Feyzioğlu şunları kaydetti:
“Türkiye’nin gündeminde yolsuzluk soruşturması olduğu kadar daimi gündeminde hukuk devletinin tesis edilmesi, yargıya güvenin yeniden sağlanması, demokrasinin korunması da vardır. Dolayısıyla Türkiye Barolar Birliği Başkanını hedef alan bir takım açıklamalar Türkiye’nin gündemini değiştirmeye yöneliktir veya bu sonucu doğurmaya elverişlidir. O yüzden bizi hedef almaktan vazgeçerlerse, sanıyorum Türkiye’nin gerçek gündemi konusunda yapıcı, üretici çalışmalar gerçekleştirilir.”

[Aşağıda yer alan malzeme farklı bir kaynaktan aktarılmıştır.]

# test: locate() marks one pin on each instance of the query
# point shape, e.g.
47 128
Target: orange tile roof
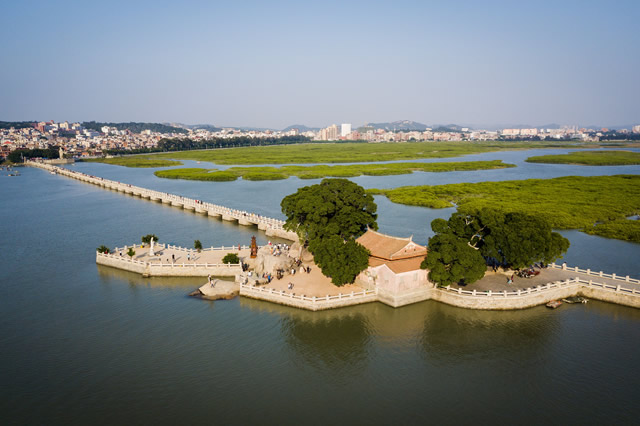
390 248
398 266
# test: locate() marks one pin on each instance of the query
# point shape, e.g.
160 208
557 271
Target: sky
277 63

Feyzioğlu, MHP Genel Başkanı Bahçeli’nin önerilerine yönelik yanlış bilgilendirilerek açıklama yaptığını belirterek, “Eğer randevuyu iptal etmeselerdi, kendilerine ayrıntılı şekilde doğru bilgilendirme yapma imkanı bulacaktık. Bizim önerimizin hiçbir yerinde asla af yoktur, af anlamına gelecek veya fiili af sonucu doğuracak hiçbir düzenleme önerisinde bulunmadık” şeklinde konuştu.
Temmuz 2012 tarihini milat olarak kabul ettiklerini söyleyen Feyzioğlu, “Temmuz 2012’de bu parlamento özel yetkili mahkemeleri anti demokratik olduğu gerekçesiyle kaldırılması yönünde kanun çıkardı. Temmuz 2012’de çıkarılan kanuna geçici 2. madde ilave edilmiş olmasaydı, bugün konuştuğumuz birçok yargılama, konuşmadığımız yurttaşların ocağına zarar vermiş pek çok yargılama adil bir şekilde yapılabilecekti. Irkçı bir terör örgütü olan PKK’nın elebaşının affıyla ilişkilendirmek son derece yanlıştır. Bizim bu konudaki tavrımız bellidir, Anayasa’nın ilk 3 maddesine bağlılığımız sarsılmazdır. 14 sene önce yargılanmış, yargılanma sonucu kesinleşmiş, sadece iç hukuk yolları değil, Avrupa İnsan Hakları Mahkemesi yolu da denenerek bitmiş olan bir yargılamaya ilişkin yeniden yargılama ihtimalini gündeme getirecek bir önerimiz yoktur” ifadelerini kullandı.
CHP Genel Başkanlığı’na adaylığı konusunda ise Feyzioğlu, “Bizim burada yapmaya çalıştığımız şey, ‘Gelin bu yargıyı, siyasetin elinden kurtaralım’ demek, el birliği ile yapalım. Burada öküz altında buzağı aramaya gerek yok” dedi.
TBMM Başkanı Çiçek ile görüşmesine yönelik soru üzerine Feyzioğlu, Çiçek’in siyaset mekanizmasının sağlıklı şekilde işlemesini umut ettiğini söylediğini ifade etti.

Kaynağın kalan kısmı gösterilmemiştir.